Por todo esto, la reacción pavloviana frente al lucro es algo tan completamente inútil como ingenuo. Pues una vez más, como dice aquella famosa frase, el problema está en la economía (it’s the economy, stupid!), y no en la naturaleza jurídica del proveedor. En el capitalismo académico y no en la academia capitalista. En el mercado global y no en alguna peculiar maldad local.
El espíritu comercial smithsiano (de Adam) que se ha difundido entre los pueblos del mundo -desde China hasta Canadá, desde el norte hasta el sur- no se manifiesta esencialmente en lucro, sino en la orientación de la vida hacia al mercado, en la competencia, en la ética (sí, protestante) del trabajo, en la medición de los desempeños, la performatividad y el deseo faustiano de controlar el mundo para transformarlo, en la civilización del esfuerzo y la cultura de la innovación permanente de base científico-tecnológica. Como dicen las voces celestiales de Goethe al final del drama del Fausto: a aquel que se empeña y trabaja incansablemente lo absolveremos.
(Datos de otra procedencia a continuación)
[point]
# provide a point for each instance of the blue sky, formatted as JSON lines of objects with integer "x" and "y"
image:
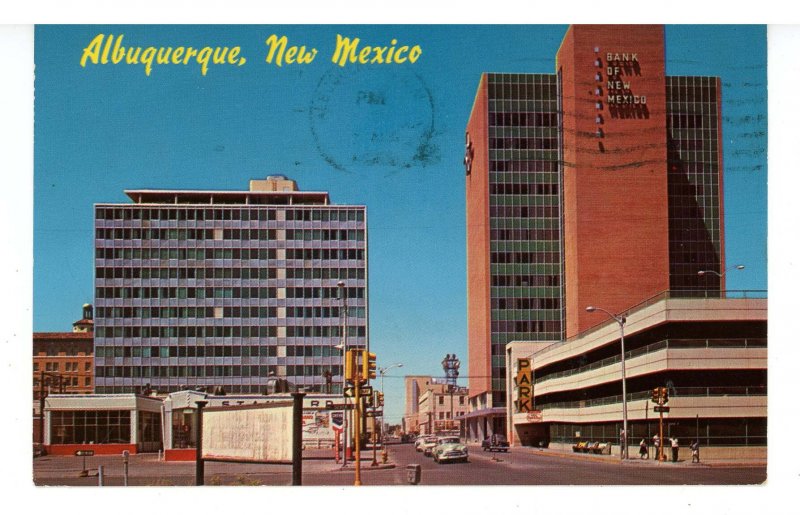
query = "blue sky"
{"x": 388, "y": 136}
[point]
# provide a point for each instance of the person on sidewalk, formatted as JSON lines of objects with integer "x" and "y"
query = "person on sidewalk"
{"x": 695, "y": 451}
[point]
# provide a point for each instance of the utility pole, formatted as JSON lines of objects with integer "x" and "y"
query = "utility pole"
{"x": 451, "y": 364}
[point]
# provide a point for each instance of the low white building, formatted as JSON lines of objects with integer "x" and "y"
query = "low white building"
{"x": 710, "y": 354}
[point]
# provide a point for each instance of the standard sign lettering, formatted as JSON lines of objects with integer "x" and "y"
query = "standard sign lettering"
{"x": 524, "y": 383}
{"x": 619, "y": 66}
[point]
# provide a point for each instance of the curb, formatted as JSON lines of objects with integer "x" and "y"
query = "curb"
{"x": 364, "y": 468}
{"x": 647, "y": 463}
Entre las fuerzas del intercambio, la laboriosidad, el productivismo, las mediciones taylorianas, los incentivos y sus expresiones schumpeterianas en los mercados -la incesante destrucción creativa- y las fuerzas del espíritu, la contemplación, el platonismo de las ideas, la pureza de los bienes sagrados y el aislamiento del ruido de los mercados para volcarse a la esfera de lo ideal, hay una lucha sorda desde el comienzo de los tiempos.
Al principio, entonces, ¿fue la acción o la palabra? ¿La división smithsiana del trabajo o la contemplación platónica de los dioses? ¿El cultivo de las ideas o de los metales?
Lo que a todas luces resulta anacrónico es plantarse hoy frente al lucro a la manera como ayer lo hicieron nuestros antepasados cuyas almas circulan entre las ruinas de Grecia o confundidas con los cardenales reunidos en los concilios de Letrán. Más aún: resulta de una inexcusable ingenuidad.
Lo que cabe hacer, en cambio, es dejar atrás a Pavlov cuya campana todavía hace reaccionar salivando a platónicos y monásticos y tomar en serio al capitalismo académico y su ambigua pasión fáustica: la de conocerlo todo hasta dominarlo, transformando el mundo bajo la fuerza propulsora del conocimiento entendido como poder y como motor de riquezas.
El lema de nuestros tiempos posmodernos no es ya aquel de “scientia donum dei est”, sino aquel otro que dice “ad lucrum per scientia”.